I would like to know the general expression for $a_n$, and I am having trouble with this. One thing that I tried is I derive the recurrence relation $a_{2n+1} = 2 a_{2n} +3$ which looks like a homogeneous recurrence relation, but extrapolating the solution from that for $a_n$ will give me inconsistent results and I don't understand why.
I actually don't know much about discrete mathematics other than my brief encounter with generating functions from physics so please let me know if I am missing some basic methods.
I do not believe you are missing anything that could be described as basic. Indeed, I think your solution is very good.
First, with regard to your 'inconsistent' results.

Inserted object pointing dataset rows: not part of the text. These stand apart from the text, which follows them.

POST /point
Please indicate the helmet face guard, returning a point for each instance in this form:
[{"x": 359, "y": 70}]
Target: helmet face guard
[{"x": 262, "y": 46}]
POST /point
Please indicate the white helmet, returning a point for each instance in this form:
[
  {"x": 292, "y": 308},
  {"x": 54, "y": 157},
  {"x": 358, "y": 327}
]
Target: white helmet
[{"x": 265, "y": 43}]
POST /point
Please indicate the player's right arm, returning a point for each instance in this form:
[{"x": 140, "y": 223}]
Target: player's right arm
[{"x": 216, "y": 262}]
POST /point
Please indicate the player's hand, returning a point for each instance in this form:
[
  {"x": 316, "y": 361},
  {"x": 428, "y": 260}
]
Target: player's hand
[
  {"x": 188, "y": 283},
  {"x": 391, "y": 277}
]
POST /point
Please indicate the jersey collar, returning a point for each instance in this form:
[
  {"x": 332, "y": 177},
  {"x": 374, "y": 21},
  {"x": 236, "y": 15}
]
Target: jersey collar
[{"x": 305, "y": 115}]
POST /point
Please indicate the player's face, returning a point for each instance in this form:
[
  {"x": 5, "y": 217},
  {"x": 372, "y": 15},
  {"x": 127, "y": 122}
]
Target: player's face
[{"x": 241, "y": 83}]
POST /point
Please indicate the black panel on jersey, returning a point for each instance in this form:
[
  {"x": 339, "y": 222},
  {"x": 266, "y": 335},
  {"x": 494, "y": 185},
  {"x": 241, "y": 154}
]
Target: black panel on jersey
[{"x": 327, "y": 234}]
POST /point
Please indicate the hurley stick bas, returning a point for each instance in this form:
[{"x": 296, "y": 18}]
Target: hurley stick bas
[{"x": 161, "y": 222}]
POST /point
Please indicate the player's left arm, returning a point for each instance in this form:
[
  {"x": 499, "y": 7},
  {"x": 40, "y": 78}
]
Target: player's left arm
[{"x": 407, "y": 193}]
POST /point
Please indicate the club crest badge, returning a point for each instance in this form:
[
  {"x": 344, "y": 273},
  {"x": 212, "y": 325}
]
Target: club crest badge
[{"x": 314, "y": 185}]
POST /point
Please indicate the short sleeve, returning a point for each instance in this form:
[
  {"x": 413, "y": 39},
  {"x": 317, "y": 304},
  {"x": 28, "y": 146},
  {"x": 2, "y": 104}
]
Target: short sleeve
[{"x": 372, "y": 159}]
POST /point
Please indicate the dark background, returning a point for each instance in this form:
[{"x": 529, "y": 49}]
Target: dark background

I suspect that the issue here is that the recurrence relation $a_{2n+1}=2a_{2n}+3$ does not tell us what $a_{2n}$ is in terms of $a_{2n-1}$. Of course, this problem is designed to be more tricky than would be the case for $a_{n+1}=2a_{n}+3$.
Secondly, can one get a general formula? The answer is yes but the formula will not be a simple one.
Essentially the form of the solution depends on the structure of $n$ as a binary number. For example:-
For $n=2^k, k\ge 0$. Then $a_n=2-k$.
For $n=2^k+1, k\ge 1$. Then $a_n=7-2k$.
For $n=2^k+2, k\ge 2$. Then $a_n=8-2k$.
For $n=2^k+3, k\ge 2$. Then $a_n=19-4k$.
...
...
I'm sure you could, with some effort, put these into a general form. However, are you interested in what will not be an especially neat solution?